My first trip was one of the best nights of my life, up until that point at least.

When I was first hospitalised, I was convinced that I had died and was in some afterlife recovery area. This feeling lasted a few weeks at least.

1 Like

Very similar to my experience.

EMTs: "Do you know what’s happening?"
Me, a very freaked out atheist: “…the rapture?” (I was dead serious, pun not intended)

And then I started arguing with the one EMT (who I thought was both the devil and someone who I was formerly very in love with simultaneously) about my free will in the ambulance, because I thought he was trying to take me to hell somehow. May as well have been, after how they treated me at the hospital.

Yeah it was pretty bad

And talking about it kind of triggered me, of course. |:

1 Like

After my suicide attempt, I was sure I actually did die. It lasted years, eventually turned into the belief on reincarnation and went away.

I wholeheartedly believe in reincarnation for 99.99% of us.

The other .01% gets to go elsewhere imo.

I don’t know, I don’t believe in anything that I’m not sure of :wink:

3 Likes

I did think for a while that maybe I got reincarnated, but from the same point I left. like moving on, having to learn from my past mistakes. so paying for my sins from that point. but have moved away from that thought since turning to Christianity. been studying the bible since the end of 2015. which has different views on what happens when you die.

This delusion hasn’t bothered me in over a year, and yet I woke up today worrying that I really had somehow died. Sometimes it’s like I can’t even talk about my struggles with mental illness without getting triggered. Very frustrating.

I don’t have a delusion that I’m dead but I think I have one that I can’t die because I just have a feeling that I can’t die and it makes me want to commit suicide to see if I’ll actually die. I think it’s because of my simulation delusion which I’m not going to get too into because I know it triggers you but I feel like the only way for the simulation to end is for them to end it so I feel like i can’t die unless they make me.

Cotard’s Delusion, maybe?

That’s what it’s called, yes.

Damn that sounds rough. I have never had that precisely. Thought I was the reincarnation of hitler and I was in hell. But since have made peace with my Jewish father. I thought he purposely raised me wrong to torture me. That night my sister cheered me up with some lava cake and I said “this can’t be hell”. I guess I’m lucky to have a supportive family. But I always thought iwas in the real world. Just a reincarnation of hitler

I thought you had the Jesus thing though?

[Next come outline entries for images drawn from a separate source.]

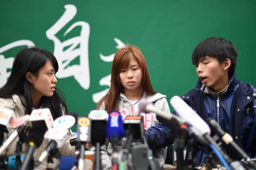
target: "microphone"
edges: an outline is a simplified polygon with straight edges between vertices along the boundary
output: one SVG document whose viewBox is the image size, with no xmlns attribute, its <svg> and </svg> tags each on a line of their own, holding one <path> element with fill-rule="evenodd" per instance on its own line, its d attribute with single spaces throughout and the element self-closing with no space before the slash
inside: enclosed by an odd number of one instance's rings
<svg viewBox="0 0 256 170">
<path fill-rule="evenodd" d="M 32 122 L 32 127 L 28 135 L 29 140 L 27 143 L 26 156 L 21 170 L 33 169 L 33 154 L 43 142 L 45 132 L 51 127 L 53 118 L 50 109 L 47 108 L 33 110 L 30 114 L 29 120 L 35 122 Z"/>
<path fill-rule="evenodd" d="M 170 102 L 180 117 L 192 125 L 192 126 L 189 128 L 196 134 L 202 136 L 210 143 L 209 145 L 211 148 L 215 148 L 217 150 L 223 155 L 224 158 L 228 163 L 230 164 L 232 161 L 222 152 L 219 146 L 210 136 L 211 131 L 210 128 L 202 118 L 178 96 L 173 97 L 171 99 Z M 212 147 L 211 145 L 213 146 Z M 222 161 L 221 159 L 220 160 Z M 229 168 L 229 167 L 227 168 Z"/>
<path fill-rule="evenodd" d="M 124 129 L 123 126 L 123 120 L 119 112 L 113 111 L 109 113 L 107 123 L 106 135 L 110 141 L 114 138 L 120 140 L 124 137 Z"/>
<path fill-rule="evenodd" d="M 127 160 L 133 140 L 142 141 L 144 144 L 147 143 L 145 138 L 143 137 L 144 129 L 143 119 L 143 117 L 140 116 L 128 116 L 123 121 L 127 139 L 122 155 L 120 165 L 123 164 Z"/>
<path fill-rule="evenodd" d="M 11 124 L 16 118 L 13 110 L 0 107 L 0 126 L 2 126 L 4 131 L 10 134 L 12 132 L 13 129 L 11 126 Z M 0 141 L 1 142 L 2 142 L 3 140 Z M 0 144 L 2 145 L 2 143 Z"/>
<path fill-rule="evenodd" d="M 153 106 L 151 102 L 147 100 L 142 100 L 140 102 L 139 108 L 144 113 L 152 112 L 156 113 L 159 121 L 173 130 L 175 130 L 177 126 L 185 123 L 184 120 L 178 116 L 161 110 Z"/>
<path fill-rule="evenodd" d="M 207 122 L 211 127 L 213 129 L 216 134 L 219 138 L 221 138 L 227 145 L 229 145 L 235 151 L 238 153 L 241 159 L 244 159 L 252 168 L 256 169 L 256 164 L 233 140 L 232 137 L 227 133 L 225 132 L 214 119 L 211 117 L 206 119 Z"/>
<path fill-rule="evenodd" d="M 78 115 L 75 112 L 70 112 L 69 115 L 60 116 L 53 122 L 53 128 L 49 129 L 44 135 L 44 138 L 48 139 L 50 143 L 45 150 L 42 153 L 35 164 L 38 167 L 45 160 L 50 153 L 56 148 L 61 147 L 67 137 L 68 129 L 76 123 Z M 73 116 L 74 115 L 74 116 Z"/>
<path fill-rule="evenodd" d="M 205 122 L 180 97 L 174 96 L 170 102 L 179 115 L 192 125 L 190 128 L 193 132 L 201 135 L 211 134 L 210 128 Z"/>
<path fill-rule="evenodd" d="M 124 135 L 122 116 L 119 112 L 113 111 L 109 113 L 106 135 L 109 142 L 113 145 L 112 169 L 117 170 L 118 167 L 118 146 L 119 143 L 121 144 L 120 140 Z"/>
<path fill-rule="evenodd" d="M 80 148 L 78 159 L 78 169 L 82 170 L 84 168 L 84 152 L 85 150 L 85 145 L 86 142 L 91 141 L 91 123 L 90 120 L 86 116 L 78 117 L 77 119 L 77 137 L 76 138 L 76 148 Z M 76 168 L 76 164 L 72 169 Z"/>
<path fill-rule="evenodd" d="M 4 152 L 13 141 L 24 133 L 27 127 L 31 125 L 29 115 L 25 115 L 18 117 L 14 121 L 11 121 L 10 127 L 12 128 L 19 127 L 12 133 L 0 147 L 0 155 Z"/>
<path fill-rule="evenodd" d="M 101 169 L 100 148 L 106 141 L 106 125 L 108 116 L 105 110 L 92 110 L 89 113 L 89 117 L 91 123 L 91 142 L 96 148 L 93 169 L 99 170 Z"/>
</svg>

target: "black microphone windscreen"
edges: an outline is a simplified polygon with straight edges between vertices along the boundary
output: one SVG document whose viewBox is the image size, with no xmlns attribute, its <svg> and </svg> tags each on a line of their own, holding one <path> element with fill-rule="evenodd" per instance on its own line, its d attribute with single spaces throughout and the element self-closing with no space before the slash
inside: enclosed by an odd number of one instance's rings
<svg viewBox="0 0 256 170">
<path fill-rule="evenodd" d="M 151 104 L 150 101 L 147 100 L 141 100 L 139 103 L 139 108 L 141 111 L 144 113 L 148 112 L 146 110 L 146 107 L 148 104 Z"/>
<path fill-rule="evenodd" d="M 99 142 L 100 145 L 106 141 L 106 129 L 107 122 L 105 121 L 91 121 L 91 142 L 93 146 Z"/>
<path fill-rule="evenodd" d="M 44 136 L 48 128 L 44 120 L 32 122 L 32 127 L 28 135 L 27 143 L 33 142 L 38 147 L 44 139 Z"/>
<path fill-rule="evenodd" d="M 75 123 L 75 124 L 76 124 L 77 122 L 77 118 L 78 117 L 78 114 L 75 111 L 69 111 L 67 114 L 67 115 L 70 115 L 74 117 L 76 120 L 76 122 Z"/>
</svg>

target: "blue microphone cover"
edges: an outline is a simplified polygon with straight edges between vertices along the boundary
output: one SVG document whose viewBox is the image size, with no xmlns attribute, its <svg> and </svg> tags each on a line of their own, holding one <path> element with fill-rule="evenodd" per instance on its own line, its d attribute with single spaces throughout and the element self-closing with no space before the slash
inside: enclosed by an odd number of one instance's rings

Jesus, hitler, satan, an alien in a robot society, the president…I’ve had lots of identity delusions

Jesus was the most persisting though.

Had that too. Thought I was dead for some time.
It is supposed to be quite rare to have that delusion. I wrote a post about it not too long ago. It’s called Cotard’s Delusion?

Yep, the Jesus delusion.

Jesus thought he was dead for “three days and three nights” before he finally came to his senses.